第三話 同日 17:22

「それにしても、本当に久しぶりだね」

「あぁ。今日は予定はなかったのか?」

「友達の家にいたんだけど、連絡来て飛び出してきちゃった。あとで謝っとかないと……」


 彼女は少し浮かない表情を見せた。


「ま、そういうところがお前らしくていいんじゃないか?」

「それもそうかもね。行こ!」


 彼女は元気よく走りだした。


 この坂を二人で登るのも、しばらくぶりだ。この町にいると、何もかもが懐かしく感じる。


「そうだ!」


 急に彼女は振り向いた。


「なんだー」

「うち寄ってかない?」

「急に何だよ」

「だって、二年ぶりに帰ってきたんだからさ。うちのお母さんも、白濱くんの顔、見たいと思うよ」


 確かに、高校に合格してからは、あわただしい日々が続き、親せきや近所の人に挨拶もせずに出発してしまっていた。


「俺は時間あるからいいけど、もう夕方だぞ?」


「もしもしお母さん、今日白濱くん……」


 本当に行動が速い。そんなに行き当たりばったりで行動してるなんて、将来が心配になる。


「いいって、じゃあ、暗くならないうちに帰ろう」


「お、おい、ちょっと!」


 彼女は俺の手を引いて、再び走り出した。傍から見ると、カップルにしか見えない。


 しかし、せっかくの梨浜だ。思う存分楽しもうと思う。



 日は沈んでも、不思議な光は消えないままだった。


 家から見下ろす梨浜の町は、いつもと変わらない景色なのに。


「ただいま、翼」

「あ、お帰り」


 お母さんが帰ってきた。


 テレビでは、例のニュースが流れていた。


 だけど、ずっと特集されているわけじゃなく、少し顔を出すぐらいだった。


 梨浜という町は、他からはどのように見られているのだろう。珍しい町だとは思うけど、みんな飽きてしまったのだろうか。


 ふと、キッチンで音がした。


 キッチンには、おばあちゃんの姿があった。


「何作ってるの?」

「花氷だよ。今年の夏は忙しくなりそうだし、たまには飾っておくのもいいかなと思って」


 何年か前、家に飾ってあるのを見たことはあるけど、作っているところを見るのは初めてだ。


 花を置いた製氷皿に、少しずつ水を流し込んでいく。


 花氷は和のイメージだが、本格的に作るとなると相当な手間がかかるのだろう。


「それだけでいいの?」

「最初からあまり入れすぎると、中に白いのができてしまうからね。少しずつ入れることで、透明な花氷を作るんだよ」


 製氷皿で作るのにも、かなりの手間がかかるのか。


『開催時期は、大体一週間から二週間後と考えられています。詳しい日程がわかり次第、お伝えいたします』


 町長の会見の様子が、またテレビに映し出されている。



「一週間から二週間なのに、まだ日程は分からないなんて、関係者は大変だな」


 今日何度見ただろうか、この顔を。


 本当にマスコミは仕事が速い。13時半ぐらいに光が出て、16時ぐらいに会見が始まったというのに、もう各社で報道がされている。
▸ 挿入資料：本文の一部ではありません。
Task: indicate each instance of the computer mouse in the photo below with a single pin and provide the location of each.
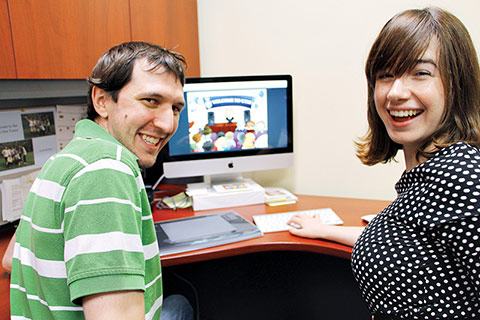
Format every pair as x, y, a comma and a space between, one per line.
296, 226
「祭りっぽいことするなら、友達とか、お兄ちゃんとかと屋台回りたいなー」

「そんな暇があるかな」

「あるでしょ!だって、祭りだよ、祭り!」

「お前は祭りに屋台のイメージしかないのか」


 そんなことないよーと、茜は笑う。


 しかし、継大祭がどういうものなのか、詳しい記録は残されていないから、何とも言えない。なら、茜みたいに楽観的に考えるのが一番いいのかもしれないな。


 継大祭では、何が起こるのかわからない。だけど、これだけは言える。


 継大祭は、絶対に梨浜にいい影響を残す。


 根拠はないかもしれないが、内容から察するに、そうだ。


 だから、僕もできることなら手伝いたい、そう思って床に就いた。